Galway city is unrecognisable, its teeming streets and designer emporiums reminiscent of Covent Garden, even Paris or Rome. And everywhere you go, there is building, building, building: hideous white bungalows, as appropriate to their setting as a tower block, and (more rarely) beautiful new houses which combine traditional materials and striking architectural flair.
But this isn't an article about Ireland's grave need for tighter planning and conservation laws. Nor would I do anything but welcome Ireland's prosperity: from a purely selfish point of view, it has led to a huge improvement in the quality of roads, food and service. It's just that I have this teeny, nagging worry that in getting rich, it might be losing out in other ways. It's difficult to be specific about a feeling like this, difficult to identify incidents whose cumulative effect amounts to a change in atmosphere. But one of the things I did notice this summer, in hamlets as much as bigger towns, was that the people who serve in shops and restaurants have become just like their counterparts in London: not quite rude, but almost; brusque; businesslike; pressed for time; keen to get on to the next customer.
In the not-so-old days, if one went into a shop in Ireland, especially if accompanied by children, one was guaranteed a conversation about coastline and comfort, culture and craic. One would be asked where one was staying; advised about local attractions; invited to join a chat which might, in the course of a fortnight's holiday, blossom into friendship.
This is no longer the case: it is as if the whole of Ireland is in a hurry and, like the White Rabbit, getting increasingly cross about it.
When in Galway we once or twice did fall into conversation. The fact that we were staying in a small hamlet was no longer a cause of pride but a subject of fun: "What's to do there?" And in the little hamlet, the people who ran the local shop knew no more about us at the end our holiday than they had at the beginning, and we no more about them. On the beach there were lots of Irish families doing the things that families do. But here again, in contrast with the recent past where we might end up sharing picnics, they seemed to want to do it on their own. Their children stuck with their own siblings and parents: each family unit surrounded by its own invisible screen.

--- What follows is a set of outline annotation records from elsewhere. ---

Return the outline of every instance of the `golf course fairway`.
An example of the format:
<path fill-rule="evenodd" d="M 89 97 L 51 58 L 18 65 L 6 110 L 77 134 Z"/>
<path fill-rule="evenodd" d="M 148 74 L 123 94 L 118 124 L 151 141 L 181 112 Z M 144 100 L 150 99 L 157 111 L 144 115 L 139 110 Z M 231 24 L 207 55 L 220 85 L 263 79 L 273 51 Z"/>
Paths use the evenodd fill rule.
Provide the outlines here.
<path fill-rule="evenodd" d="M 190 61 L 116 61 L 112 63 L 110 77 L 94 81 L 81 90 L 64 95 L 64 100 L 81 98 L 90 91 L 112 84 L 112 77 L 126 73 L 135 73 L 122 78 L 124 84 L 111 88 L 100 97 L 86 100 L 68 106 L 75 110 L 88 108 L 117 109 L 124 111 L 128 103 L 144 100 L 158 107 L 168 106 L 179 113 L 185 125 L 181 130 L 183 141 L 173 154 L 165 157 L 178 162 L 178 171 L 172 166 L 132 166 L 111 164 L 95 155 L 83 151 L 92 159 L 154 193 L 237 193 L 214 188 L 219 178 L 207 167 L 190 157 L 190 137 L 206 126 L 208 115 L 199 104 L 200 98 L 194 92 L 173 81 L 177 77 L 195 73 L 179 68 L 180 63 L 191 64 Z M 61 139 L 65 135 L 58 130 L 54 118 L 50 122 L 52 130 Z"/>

One DAY we went to the festival at Kinvara, a jolly riot of boat-races, drinking, dancing and live traditional music. It's hard once again to put one's finger on anything tangible. But there was a sense that, as visitors, this wasn't our festival: when our little girl tried to dance with an Irish toddler who was circling in the ring there was a reluctance, it seemed, to smile on them. We could listen and observe if we wanted to, but there were certain boundaries we ought to respect.
I don't think I'm being paranoid, or allowing our experience with the Clare farmer to colour my feelings unfairly. And let me emphasise again: we had a great time, as usual. But I do have a sense that Ireland's soul is subtly changing for the worse.
A Marxist might say that's capitalism: once people get the chance to make serious money, their interest in relationships which are not dependent on the "cash nexus" inevitably declines. Indeed, it's difficult to resist the conclusion that the waning power of Ireland's church is linked to its booming economy - that a people with access to Australian wine in Ballyvaughan have no need of the opium of faith. And I cannot see why a visitor to Ballyvaughan might seek the opium of Irish company when Australian wine is freely available.
I'm not a Marxist, and I hope our next trip to Ireland proves me wrong altogether. But managing the boom means more than building prettier bungalows.
David Rose is a freelance author and journalist writing for The Observer and the BBC.